日立オートモティブの研究開発費が1000億円突破、自動運転システムの開発を強化へ:自動運転技術
日立オートモティブシステムズは、2018年度に向けた事業戦略を発表した。2018年度は売上高を2015年度比10%増の1兆1000億円に引き上げることを目指す。市場成長率の高い電動化製品に注力するとともに、2020年に3兆円の市場規模が見込まれる自動運転システム市場においてグループで連携したソリューションを展開していく。
日立オートモティブシステムズは2016年6月1日、東京都内で日立製作所が開催した株主/投資家向け説明会の中で、2018年度に向けた事業戦略を発表した。2018年度は売上高を2015年度比10%増の1兆1000億円に、調整後営業利益率は同1ポイント増の7.0%に引き上げることを目指す。市場成長率の高い電動化製品に注力するとともに、2020年に3兆円の市場規模が見込まれる自動運転システム市場において日立グループが連携したソリューションを展開していく。
2018年度の研究開発費は2016年比で60%増
2018年度の研究開発費は、同年度の売上高目標の10%となる1100億円を投じる計画だ。2015年度の699億円に対し6割増に増える。研究開発費が1000億円を超えるのは、同社として初だという。研究開発費を振り向けるのは、成長をけん引する電動化製品や、先進運転支援システム(ADAS)、自動運転システムだ。
同社は、情報と車両制御を融合する自動運転システムの市場は2020年に3兆円以上に拡大すると見込んでおり、シェア10%=3000億円以上の事業に拡大することを目指す。
2015年度の研究開発費は、計画時点での800億円の見込みに対し699億円にとどまった。自動運転システムなど日立グループで連携して取り組んでいる分野で開発シナジーを創出できたことにより、投資額の増加を抑えられた。2016年度は売上高目標1兆円の7.6%となる760億円を投じる。
自動運転システムの開発体制も強化している。2016年4月には、自動運転やコネクテッドカーの新製品開発に注力する一環でシリコンバレーに事務所を新設。
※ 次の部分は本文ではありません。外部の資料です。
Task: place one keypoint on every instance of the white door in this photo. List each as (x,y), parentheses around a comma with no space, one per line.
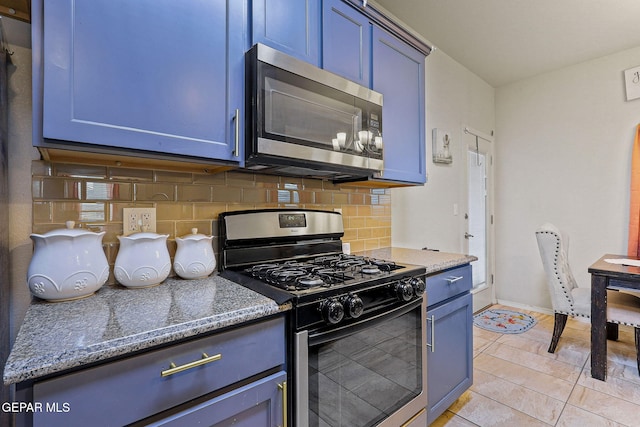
(479,219)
また、日立オートモティブシステムズとクラリオンは、車両の制御技術と情報通信技術を融合するための新しい事業部をそれぞれ設け、日立グループとしての連携を強化していく。
さらに、ソフトウェア開発体制を厚くするため、中国でソフトウェア開発の人員を200人増員した他、日立グループのソフトウェア会社には自動車部門を設けた。国内外の大学とのオープンイノベーションも活用していく。
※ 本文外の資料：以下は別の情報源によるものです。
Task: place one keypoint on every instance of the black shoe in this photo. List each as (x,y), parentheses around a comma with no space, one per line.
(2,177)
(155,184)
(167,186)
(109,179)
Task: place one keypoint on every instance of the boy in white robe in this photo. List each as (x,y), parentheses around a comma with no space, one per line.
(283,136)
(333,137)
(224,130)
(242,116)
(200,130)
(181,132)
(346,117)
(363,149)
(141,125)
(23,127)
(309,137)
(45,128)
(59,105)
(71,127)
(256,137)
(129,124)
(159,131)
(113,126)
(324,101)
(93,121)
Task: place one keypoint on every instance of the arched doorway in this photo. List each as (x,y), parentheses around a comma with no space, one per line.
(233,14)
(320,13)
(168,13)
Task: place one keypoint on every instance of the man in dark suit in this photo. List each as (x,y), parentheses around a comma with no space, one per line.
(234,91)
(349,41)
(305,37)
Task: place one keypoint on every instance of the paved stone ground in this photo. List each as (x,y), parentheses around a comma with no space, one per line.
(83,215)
研究開発費が増加するのに対し、拠点投資の拡大は一段落とする。2014〜2016年度のグローバル投資額は、2015年時点の見通しから400億円減の2400億円を見込む。2017〜2019年度は2300億円を計画している。
「われわれは、メキシコやインドといった成長市場も含めて世界62拠点までグローバルフットプリントを拡充してきた。次に進出すべき地域としてはブラジルやロシアが考えられるが、量ではなく質を求める段階に入ったと考えている。62拠点全てを安定して運営することに重点を置き、刈り取りフェーズに移行する」(日立オートモティブシステムズ 社長執行役員の関秀明氏)。